Niente pane e niente rose in Venezuela
Oltre alla crisi sanitaria e alimentare, Maduro cancella anche la cultura
Ricordate quello slogan operaio, “Vogliamo il pane e le rose”? Si riferiva al fatto che esiste un diritto non soltanto ai beni materiali e legati alla bruta necessità, ma anche a quelli più impalpabili, come la bellezza, la grazia, l’arte: le rose della metafora appunto. Dal Venezuela in protesta permanente contro il governo di Nicolás Maduro arriva la notizia della sospensione del Rómulo Gallegos, uno dei premi di narrativa in lingua spagnola più prestigiosi del mondo, che viene conferito una volta ogni due anni. Già nel 2015 il ministero della Cultura venezuelano aveva avuto difficoltà a trovare i centomila dollari da dare al vincitore e quest’anno il compito è ancora più difficile.

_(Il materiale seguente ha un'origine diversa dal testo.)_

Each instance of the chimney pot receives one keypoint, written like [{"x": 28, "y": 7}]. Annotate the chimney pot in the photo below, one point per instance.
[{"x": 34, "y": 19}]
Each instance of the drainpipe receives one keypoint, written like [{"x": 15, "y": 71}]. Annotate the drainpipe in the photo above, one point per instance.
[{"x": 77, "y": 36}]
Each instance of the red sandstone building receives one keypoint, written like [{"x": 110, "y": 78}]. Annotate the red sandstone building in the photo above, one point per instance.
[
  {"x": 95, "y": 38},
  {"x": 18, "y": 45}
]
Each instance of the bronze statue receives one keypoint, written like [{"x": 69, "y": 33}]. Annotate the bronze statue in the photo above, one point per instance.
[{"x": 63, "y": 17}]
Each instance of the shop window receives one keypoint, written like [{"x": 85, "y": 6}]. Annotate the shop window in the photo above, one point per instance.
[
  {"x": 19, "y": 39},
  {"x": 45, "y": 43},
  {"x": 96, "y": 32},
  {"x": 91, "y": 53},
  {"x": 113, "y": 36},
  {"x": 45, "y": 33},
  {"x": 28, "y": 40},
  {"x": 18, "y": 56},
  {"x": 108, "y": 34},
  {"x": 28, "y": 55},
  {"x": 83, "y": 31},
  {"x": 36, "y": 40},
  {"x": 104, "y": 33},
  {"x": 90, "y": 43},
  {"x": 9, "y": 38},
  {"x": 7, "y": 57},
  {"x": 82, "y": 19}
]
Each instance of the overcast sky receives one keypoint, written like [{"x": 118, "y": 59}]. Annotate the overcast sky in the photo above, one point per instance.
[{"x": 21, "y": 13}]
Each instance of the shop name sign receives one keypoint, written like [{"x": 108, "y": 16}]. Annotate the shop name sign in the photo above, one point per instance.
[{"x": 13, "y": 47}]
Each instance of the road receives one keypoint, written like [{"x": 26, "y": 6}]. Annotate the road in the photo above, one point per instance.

Un premio letterario che dava lustro al Venezuela, certo, non è più importante del latte e del pane, che scarseggiano sui banchi dei supermercati per colpa dell’economia stritolata da scelte folli e da un’inflazione disastrosa. Eppure in entrambi i casi, il premio letterario e i viveri, la domanda è: come si è potuto ridurre così un paese che ha tutte le carte in regola per diventare una grande potenza petrolifera? La seconda domanda, in questo caso diretta ai fan a cinque stelle del regime venezuelano e alle loro amministrazioni cittadine sempre pronte a falciare quello che non capiscono, è: non vengono i brividi a vedere una nazione che si spoglia così della sua bellezza? Questa brutta storia venezuelana non dovrebbe essere un motivo per celebrare i nostri orpelli prestigiosi, le nostre iniziative di cultura e d’intelletto, e di godere del fatto che li abbiamo invece di disprezzarli?